Command line tool to cast local video files to your chromecast.

Inspired by https://github.com/keredson/gnomecast

Supported media types

Checkout https://developers.google.com/cast/docs/media for your Chromecast model.

Use ffmpeg to convert unsupported files to a supported format:

ffmpeg -i '{input_file}' -metadata title="{title}" -map 0 -c:v {video_codec} -c:a {audio_codec} -c:s copy '{output_file}'

Supported Chromecast versions

In principle this should work with any Chromecast which is supported by https://github.com/home-assistant-libs/pychromecast.

In practice, I discovered that a Chromecast with Google TV enables you to control the player via the remote control, which is very nice.

Installation

pip install terminalcast

Usage

Basic Usage

terminalcast my_video.mp4

Known Hosts

If network discovery fails (e.g. due to network restrictions), you can specify known Chromecast IPs:

terminalcast my_video.mp4 --known-hosts 192.168.1.50,192.168.1.51

Alternatively, set the environment variable TERMINALCAST_KNOWN_HOSTS:

export TERMINALCAST_KNOWN_HOSTS="192.168.1.50,192.168.1.51"
terminalcast my_video.mp4

Temporary File Location

When selecting a different audio track, a temporary file is created. To speed this up, you can specify a directory for these files, ideally a RAM disk.

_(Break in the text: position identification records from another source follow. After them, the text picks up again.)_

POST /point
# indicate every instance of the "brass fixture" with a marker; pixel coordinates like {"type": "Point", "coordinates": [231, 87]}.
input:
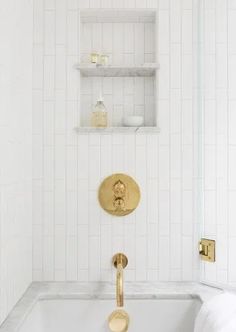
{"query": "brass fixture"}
{"type": "Point", "coordinates": [118, 321]}
{"type": "Point", "coordinates": [119, 194]}
{"type": "Point", "coordinates": [207, 250]}
{"type": "Point", "coordinates": [120, 262]}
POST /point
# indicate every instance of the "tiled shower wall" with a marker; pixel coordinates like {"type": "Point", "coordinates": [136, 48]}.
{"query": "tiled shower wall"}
{"type": "Point", "coordinates": [219, 137]}
{"type": "Point", "coordinates": [73, 238]}
{"type": "Point", "coordinates": [15, 151]}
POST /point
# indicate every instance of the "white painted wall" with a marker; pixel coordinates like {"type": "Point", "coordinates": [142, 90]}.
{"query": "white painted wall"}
{"type": "Point", "coordinates": [219, 137]}
{"type": "Point", "coordinates": [15, 151]}
{"type": "Point", "coordinates": [73, 238]}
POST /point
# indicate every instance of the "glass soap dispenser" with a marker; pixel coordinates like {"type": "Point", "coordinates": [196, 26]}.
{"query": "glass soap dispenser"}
{"type": "Point", "coordinates": [99, 115]}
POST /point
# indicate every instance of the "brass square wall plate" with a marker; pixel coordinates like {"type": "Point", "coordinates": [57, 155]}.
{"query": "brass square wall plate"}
{"type": "Point", "coordinates": [207, 250]}
{"type": "Point", "coordinates": [119, 194]}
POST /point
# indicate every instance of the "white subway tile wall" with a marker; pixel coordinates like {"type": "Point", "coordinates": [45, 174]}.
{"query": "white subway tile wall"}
{"type": "Point", "coordinates": [74, 239]}
{"type": "Point", "coordinates": [219, 181]}
{"type": "Point", "coordinates": [16, 24]}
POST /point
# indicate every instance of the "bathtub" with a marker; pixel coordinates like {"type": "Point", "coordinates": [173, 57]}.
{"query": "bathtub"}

A progress bar will be shown during this process.

The default priority is:

  1. TERMINALCAST_TMP_DIR environment variable
  2. /dev/shm (RAM disk on Linux)
  3. /var/tmp
  4. System default

Example:

export TERMINALCAST_TMP_DIR="/my/fast/disk"
terminalcast my_video.mp4 --audio-title "English"

Using as a Library

You can also use terminalcast as a library in your own projects.

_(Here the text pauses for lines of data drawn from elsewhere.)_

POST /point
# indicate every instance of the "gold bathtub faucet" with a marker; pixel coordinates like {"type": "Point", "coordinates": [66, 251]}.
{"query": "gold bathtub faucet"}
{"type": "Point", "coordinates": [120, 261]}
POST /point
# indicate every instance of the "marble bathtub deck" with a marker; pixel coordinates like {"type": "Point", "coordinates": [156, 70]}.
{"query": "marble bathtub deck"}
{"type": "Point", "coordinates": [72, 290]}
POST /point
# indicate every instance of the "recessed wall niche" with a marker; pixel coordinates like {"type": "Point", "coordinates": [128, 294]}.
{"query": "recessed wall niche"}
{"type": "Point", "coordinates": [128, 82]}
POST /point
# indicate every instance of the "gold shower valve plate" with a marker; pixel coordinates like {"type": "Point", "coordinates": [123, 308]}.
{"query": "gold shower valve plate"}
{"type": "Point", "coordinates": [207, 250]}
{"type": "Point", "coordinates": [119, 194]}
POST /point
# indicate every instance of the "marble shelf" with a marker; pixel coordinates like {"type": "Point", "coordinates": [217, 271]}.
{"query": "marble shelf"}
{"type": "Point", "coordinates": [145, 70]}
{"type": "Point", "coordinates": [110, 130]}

from terminalcast import FileMetadata, TerminalCast, create_tmp_video_file

# 1. Get file metadata
filepath = "my_video.mp4"
media_file = FileMetadata(filepath=filepath)
print(media_file.details())

# 2. Select an audio stream (e.g., the first one)
audio_stream = media_file.audio_streams[0]

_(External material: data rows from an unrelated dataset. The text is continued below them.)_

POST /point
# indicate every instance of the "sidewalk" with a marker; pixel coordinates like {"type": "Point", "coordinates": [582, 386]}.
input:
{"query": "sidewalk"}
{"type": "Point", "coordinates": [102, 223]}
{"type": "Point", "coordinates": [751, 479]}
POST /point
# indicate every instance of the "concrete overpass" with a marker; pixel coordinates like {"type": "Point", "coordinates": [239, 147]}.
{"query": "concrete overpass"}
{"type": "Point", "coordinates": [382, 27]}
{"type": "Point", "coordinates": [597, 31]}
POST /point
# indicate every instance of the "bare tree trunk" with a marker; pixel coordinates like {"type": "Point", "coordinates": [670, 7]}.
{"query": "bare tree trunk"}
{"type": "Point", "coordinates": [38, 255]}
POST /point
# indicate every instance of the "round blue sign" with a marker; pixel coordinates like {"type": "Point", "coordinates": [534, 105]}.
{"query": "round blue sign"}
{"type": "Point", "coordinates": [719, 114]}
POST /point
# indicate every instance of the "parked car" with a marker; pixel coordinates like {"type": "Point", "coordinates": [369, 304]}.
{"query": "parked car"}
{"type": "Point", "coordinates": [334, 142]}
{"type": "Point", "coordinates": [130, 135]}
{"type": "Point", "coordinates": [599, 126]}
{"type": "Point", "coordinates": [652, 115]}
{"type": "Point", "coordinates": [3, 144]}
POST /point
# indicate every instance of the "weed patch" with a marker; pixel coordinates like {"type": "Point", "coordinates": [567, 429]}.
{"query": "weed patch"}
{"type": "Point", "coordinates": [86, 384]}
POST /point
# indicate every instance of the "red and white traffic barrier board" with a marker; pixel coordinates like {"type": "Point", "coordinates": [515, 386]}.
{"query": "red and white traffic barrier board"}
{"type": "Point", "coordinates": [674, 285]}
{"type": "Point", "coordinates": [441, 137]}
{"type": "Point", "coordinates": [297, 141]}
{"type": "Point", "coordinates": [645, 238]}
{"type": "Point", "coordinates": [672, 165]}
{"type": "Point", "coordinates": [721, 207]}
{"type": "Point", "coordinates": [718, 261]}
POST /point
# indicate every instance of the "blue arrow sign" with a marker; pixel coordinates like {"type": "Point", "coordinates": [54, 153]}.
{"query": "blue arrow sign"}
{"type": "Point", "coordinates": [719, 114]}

# 3. (Optional) Create a temporary file if a different audio track is needed
# This shows a progress bar and can take a callback for progress updates
def my_progress_callback(progress: float):
    print(f"Conversion progress: {progress:.2f}%")

tmp_filepath = create_tmp_video_file(
    filepath=filepath,
    audio_index=audio_stream.index[-1:],
    duration=media_file.duration,
    progress_callback=my_progress_callback
)

# 4. Initialize TerminalCast
# You can pass known_hosts as a list of IPs
tcast = TerminalCast(
    filepath=tmp_filepath or filepath,
    select_ip=False,  # or True for interactive selection, or a specific IP string
    known_hosts=["192.168.1.50"]
)

# 5. Start the server and play
print(f"Casting to: {tcast.cast.cast_info.friendly_name}")
tcast.start_server()
tcast.play_video()

# The video is now playing. The script will block here until playback is active.
# You might want to add logic to handle server shutdown, etc.

How is it working?

Terminalcast creates a little HTTP Server at your current machine and serves your media file there. Then it tells the Chromecast the play the stream served at your IP with the corresponding path. That's it! (The devil is in the details.)

Terminalcast uses Bottle to create a small app providing the media file. This app is served by Waitress.

On the other hand Terminalcast detects and plays the media via PyChromecast.

For file information and conversion ffmpeg-python is used.